Renaissance means rebirth and is the term used to describe the renewed interest in the art, architecture and literature of antiquity that took place in Europe from the 1400s to the late 1500s. This gallery concentrates on the work of artists in Italy where Florence, Venice and Rome were key centres of artistic production and innovation. The Portrait of a Young Man by Alessandro Allori, hanging at one end of the gallery, shows how the wealthy would surround themselves with exquisite objects inspired by classical art.
The Hunt in the Forest, by Paolo Uccello (1397–1475) is one of the best-loved and well-known paintings in the Museum’s collection. This magical work depicts a hunting scene taking place at night and is crammed with figures of huntsmen – some on horseback, others on foot – accompanied by eager hunting dogs. The composition shows Uccello’s fascination with perspective and geometry as everything converges on a central vanishing point.
The central cases contain some fine examples of Renaissance bronzes, carvings and ivory work. You may recognise the figure of the Spinario (the young man pulling a thorn from his foot) from the full-size statue in the Cast Gallery on the ground floor. Here, it has been adapted to form an inkpot, a popular use for bronzes at the time.

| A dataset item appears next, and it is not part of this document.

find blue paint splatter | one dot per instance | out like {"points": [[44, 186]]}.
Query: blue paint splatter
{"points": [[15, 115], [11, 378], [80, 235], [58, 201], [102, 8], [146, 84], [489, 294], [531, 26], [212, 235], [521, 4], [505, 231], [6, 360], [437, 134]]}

In an individual case stands a bust of Michelangelo Buonarroti (1475–1564) one of the key figures of the Italian Renaissance. The Ashmolean holds a world-famous collection of his drawings which can be seen by appointment in the European Prints and Drawings Room. An enormously talented individual in so many fields, Michelangelo was also a notoriously difficult character. This bust was modelled by his friend, Daniele da Volterra, and clearly shows the broken nose which was the result of a brawl between Michelangelo and one of his pupils.